Все это, впрочем, больше связано с жизненным отношением, нежели с доктриналъными положениями. Это чувство трансцендентности абсолютного, это ожидание избавления составляют жизненный принцип отношения молящего, отношения драматической единичности, о котором я говорил выше, упоминая о Кьеркегоре и Шестове. Я ни в коей мере не утверждаю, что их учение было более верно Библии и Евангелию, нежели учения других еврейских и христианских мыслителей, отнюдь нет! Они впали в величайшее заблуждение, фатальное для их учений; их ошибка, имевшая далеко идущие последствия, состояла в убеждении, что для возвеличения трансцендентного нужно сокрушить разум, тогда как в действительности необходимо принизить его перед создателем и тем самым спасти его. Даже если первую ошибку совершил Гегель, который утверждал, что философия — его философия! — есть Наука, прозревшая наконец добро и зло, то и в этом случае нельзя простить Шестову отождествление разума и Змия. Но я думаю, что Кьеркегор и Шестов испытали в большей мере, чем другие, испытали до глубины души то потрясение или терзание, которое не дает ни отдыха, ни пощады и которое, конечно, не тождественно с верой в Евангелие и порой даже, как у Шестова, показывает только жажду этой веры, но которое все же исходит от ностальгии, влиянной Евангелием в жилы человечества. За пределами божественных добродетелей в человеке нет ничего, что свидетельствовало бы о его величии больше, чем подобный трепет. Философия вершит свое дело с помощью чужих средств. Безумство дозволительно пророку, но недопустимо для философа.

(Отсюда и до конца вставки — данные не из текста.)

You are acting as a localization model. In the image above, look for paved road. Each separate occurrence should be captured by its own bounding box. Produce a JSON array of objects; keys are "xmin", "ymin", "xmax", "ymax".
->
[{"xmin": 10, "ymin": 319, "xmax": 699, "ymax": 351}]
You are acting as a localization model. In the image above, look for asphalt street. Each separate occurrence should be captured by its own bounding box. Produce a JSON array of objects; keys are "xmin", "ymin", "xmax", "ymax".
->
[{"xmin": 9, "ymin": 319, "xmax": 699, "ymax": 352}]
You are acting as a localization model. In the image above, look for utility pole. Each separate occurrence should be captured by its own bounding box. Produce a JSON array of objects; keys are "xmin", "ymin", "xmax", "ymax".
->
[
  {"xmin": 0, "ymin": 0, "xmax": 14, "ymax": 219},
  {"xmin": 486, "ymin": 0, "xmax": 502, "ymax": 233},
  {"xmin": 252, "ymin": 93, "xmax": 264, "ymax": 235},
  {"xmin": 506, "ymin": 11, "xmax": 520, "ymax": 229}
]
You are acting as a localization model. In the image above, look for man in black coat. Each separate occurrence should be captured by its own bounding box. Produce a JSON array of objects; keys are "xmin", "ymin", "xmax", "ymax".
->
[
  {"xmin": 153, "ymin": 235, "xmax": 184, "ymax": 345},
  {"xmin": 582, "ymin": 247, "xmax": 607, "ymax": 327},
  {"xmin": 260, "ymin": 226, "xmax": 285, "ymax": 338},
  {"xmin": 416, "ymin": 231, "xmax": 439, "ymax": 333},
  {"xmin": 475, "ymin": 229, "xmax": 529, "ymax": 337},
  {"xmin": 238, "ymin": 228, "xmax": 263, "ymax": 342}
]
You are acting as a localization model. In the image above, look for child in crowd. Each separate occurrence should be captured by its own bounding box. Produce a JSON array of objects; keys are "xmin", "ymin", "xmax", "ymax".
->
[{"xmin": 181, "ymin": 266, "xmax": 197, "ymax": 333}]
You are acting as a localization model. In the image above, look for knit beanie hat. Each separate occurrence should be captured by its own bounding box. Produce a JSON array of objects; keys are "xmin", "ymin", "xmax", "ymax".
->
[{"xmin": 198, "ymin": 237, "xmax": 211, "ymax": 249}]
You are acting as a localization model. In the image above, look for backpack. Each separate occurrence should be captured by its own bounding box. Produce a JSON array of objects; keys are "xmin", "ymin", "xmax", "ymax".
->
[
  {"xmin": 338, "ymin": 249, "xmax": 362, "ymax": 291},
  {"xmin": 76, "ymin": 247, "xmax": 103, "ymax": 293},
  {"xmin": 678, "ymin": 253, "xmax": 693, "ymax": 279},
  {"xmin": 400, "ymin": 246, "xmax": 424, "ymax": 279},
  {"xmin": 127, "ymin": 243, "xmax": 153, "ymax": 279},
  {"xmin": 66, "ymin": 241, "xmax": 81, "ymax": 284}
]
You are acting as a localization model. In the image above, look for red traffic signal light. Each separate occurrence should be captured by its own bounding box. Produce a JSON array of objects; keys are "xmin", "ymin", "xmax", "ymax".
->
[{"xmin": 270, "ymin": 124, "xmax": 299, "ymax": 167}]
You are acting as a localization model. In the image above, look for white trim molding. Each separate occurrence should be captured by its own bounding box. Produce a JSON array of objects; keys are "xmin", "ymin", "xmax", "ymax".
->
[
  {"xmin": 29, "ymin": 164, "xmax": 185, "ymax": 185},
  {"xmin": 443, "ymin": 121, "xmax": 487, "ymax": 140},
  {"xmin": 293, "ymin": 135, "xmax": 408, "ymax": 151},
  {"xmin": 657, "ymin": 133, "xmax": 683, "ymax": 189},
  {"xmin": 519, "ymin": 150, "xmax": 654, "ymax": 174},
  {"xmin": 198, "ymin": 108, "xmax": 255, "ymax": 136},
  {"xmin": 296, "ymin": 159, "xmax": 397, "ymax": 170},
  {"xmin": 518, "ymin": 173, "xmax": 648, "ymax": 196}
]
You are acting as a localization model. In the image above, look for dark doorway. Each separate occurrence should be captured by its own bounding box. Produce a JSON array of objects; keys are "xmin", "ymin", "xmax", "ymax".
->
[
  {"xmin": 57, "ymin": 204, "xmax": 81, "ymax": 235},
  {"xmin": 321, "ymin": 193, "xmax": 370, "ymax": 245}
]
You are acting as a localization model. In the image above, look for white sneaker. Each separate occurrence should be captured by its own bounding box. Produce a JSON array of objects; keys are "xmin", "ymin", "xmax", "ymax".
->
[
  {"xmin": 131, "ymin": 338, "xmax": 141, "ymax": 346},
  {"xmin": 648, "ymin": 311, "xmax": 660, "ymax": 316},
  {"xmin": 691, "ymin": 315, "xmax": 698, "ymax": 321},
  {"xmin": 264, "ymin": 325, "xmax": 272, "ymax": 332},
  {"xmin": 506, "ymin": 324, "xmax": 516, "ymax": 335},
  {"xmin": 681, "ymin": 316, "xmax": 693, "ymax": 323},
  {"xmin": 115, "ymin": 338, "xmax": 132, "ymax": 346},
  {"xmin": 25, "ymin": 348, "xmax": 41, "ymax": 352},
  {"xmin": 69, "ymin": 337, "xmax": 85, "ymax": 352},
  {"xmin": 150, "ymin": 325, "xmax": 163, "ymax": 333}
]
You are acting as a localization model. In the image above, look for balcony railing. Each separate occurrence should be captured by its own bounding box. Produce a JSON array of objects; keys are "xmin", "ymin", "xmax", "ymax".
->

Ни Кьеркегор, ни Шестов не воздали должного мистикам, они жестоко, и довольно банально, ошибались по отношению к ним. Однако именно опытом мистиков и их упорством они вдохновлялись, сами того не сознавая. Если мы попытаемся определить их подлинное место в царстве духа, то нам нужно будет обратить взор не к философии, а к тому апофатическому созерцанию, в котором Бог познается как непознаваемый и в свете которого их усилия и борьба обретают свое наиболее истинное значение. На их пути встретились преграды, которых они не смогли преодолеть. Это был путь духовного героизма; в конце его они должны были найти своих подлинных единомышленников. Они устремились сквозь мрак туда, где исповедуются души, охваченные и озаренные безумием креста.